For book workflows, a related prompt bank might swap in a chapter-specific setting_template while keeping the same overall structure.

`ensemble_size`

I am imagining ensemble_size as more than a bare integer, even if the user API initially accepts an integer. Internally, it would be useful to represent the ensemble settings as a small control object.

At minimum, this object should capture:

n: number of prompt variants to use per condition or chapter.
method: whether prompts are sampled randomly, cycled deterministically, or exhaustively enumerated.
replace: whether prompt variants may repeat.
weights: optional prompt weights if some variants are meant to count more.
pooling: whether outputs are averaged at the response level, condition mean level, or effect level.
seed: a seed strategy for reproducibility.

Conceptually:

ensemble_size <- list(
  n = 8L,
  method = "sample",
  replace = TRUE,
  weights = NULL,
  pooling = "effect",
  seed = 42L
)

For an early implementation, it would be enough to let users pass ensemble_size = 1, 4, or 8, while storing the richer object internally. That would keep the public API simple but leave room to expand.

`demographic_profiles`

The demographic_profiles object should represent either a fixed set of profiles or a sampling frame from which profiles are drawn. This is important because the papers do not only vary wording; they also vary the participant being simulated (Hewitt et al. 2024a).
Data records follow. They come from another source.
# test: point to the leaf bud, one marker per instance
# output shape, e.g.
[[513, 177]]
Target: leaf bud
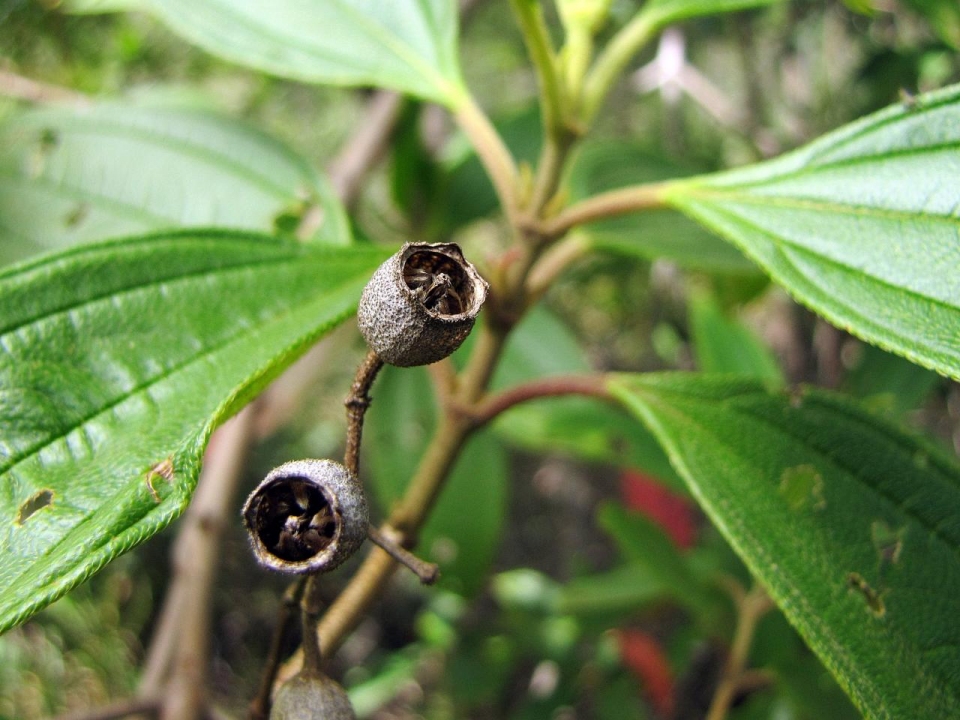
[[421, 304], [306, 516]]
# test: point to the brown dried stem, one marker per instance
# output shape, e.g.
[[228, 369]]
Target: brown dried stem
[[488, 409], [606, 205], [751, 607], [388, 540], [357, 403], [196, 558], [260, 706]]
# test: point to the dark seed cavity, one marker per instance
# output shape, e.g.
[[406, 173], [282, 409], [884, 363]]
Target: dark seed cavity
[[439, 282], [295, 520]]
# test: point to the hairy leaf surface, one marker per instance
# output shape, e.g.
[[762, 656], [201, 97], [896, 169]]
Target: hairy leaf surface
[[852, 526], [863, 226], [406, 45], [116, 363], [76, 175]]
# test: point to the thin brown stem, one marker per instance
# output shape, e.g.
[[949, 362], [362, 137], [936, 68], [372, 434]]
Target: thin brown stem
[[751, 607], [196, 558], [260, 706], [388, 540], [606, 205], [357, 403], [310, 615], [494, 155], [491, 407], [552, 264]]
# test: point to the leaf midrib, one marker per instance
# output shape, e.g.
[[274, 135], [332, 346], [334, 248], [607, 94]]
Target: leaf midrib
[[780, 242], [115, 292], [16, 459], [828, 460]]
At minimum, each profile should be able to store:

profile_id
gender
age
ethnicity
education
ideology
party
weight
label

Conceptually:

demographic_profiles <- tibble::tibble(
  profile_id = c("p1", "p2"),
  gender = c("Female", "Male"),
  age = c("30-39", "Over 60"),
  ethnicity = c("White", "Black"),
  education = c("College", "Some college"),
  ideology = c("Conservative", "Moderate"),
  party = c("Strong Republican", "Lean Democrat"),
  weight = c(0.5, 0.5),
  label = c("profile_1", "profile_2")
)

For nalanda, this object could support at least three modes:

Identity-only mode, close to the current package design.
Fixed-profile mode, for exact reproducibility with a specified profile set.
Weighted-sampling mode, for approximating a target population.

For chapter work, the immediate value may be greatest for party or ideology, with richer demographic fields becoming more important when studying subgroup heterogeneity or matching a target population.

Proposed next steps

If the goal is to move one small piece at a time, my current order of work would be:

implement a prompt_bank constructor and prompt-building helpers,
expose ensemble controls in a minimal but explicit form,
design a condition-based simulation wrapper around the existing one-turn execution logic,
add summary functions that return raw and optional adjusted package-native metrics,
add a small calibration helper for user-supplied effect columns,
add demographic profile objects and sampling helpers,
revisit cumulative chapter designs after the first three pieces are stable.

The main reason for this order is that prompt standardization and package-native summaries are useful immediately for the existing chapter workflow, whereas population-matched demographic simulation and cumulative exposure are likely to require more validation work.

References

Hewitt, Luke, Ashwini Ashokkumar, Isaias Ghezae, and Robb Willer. 2024a. Predicting Results of Social Science Experiments Using Large Language Models. August.

Hewitt, Luke, Ashwini Ashokkumar, Isaias Ghezae, and Robb Willer. 2024b. Supplementary Information for “Predicting Results of Social Science Experiments Using Large Language Models”. August.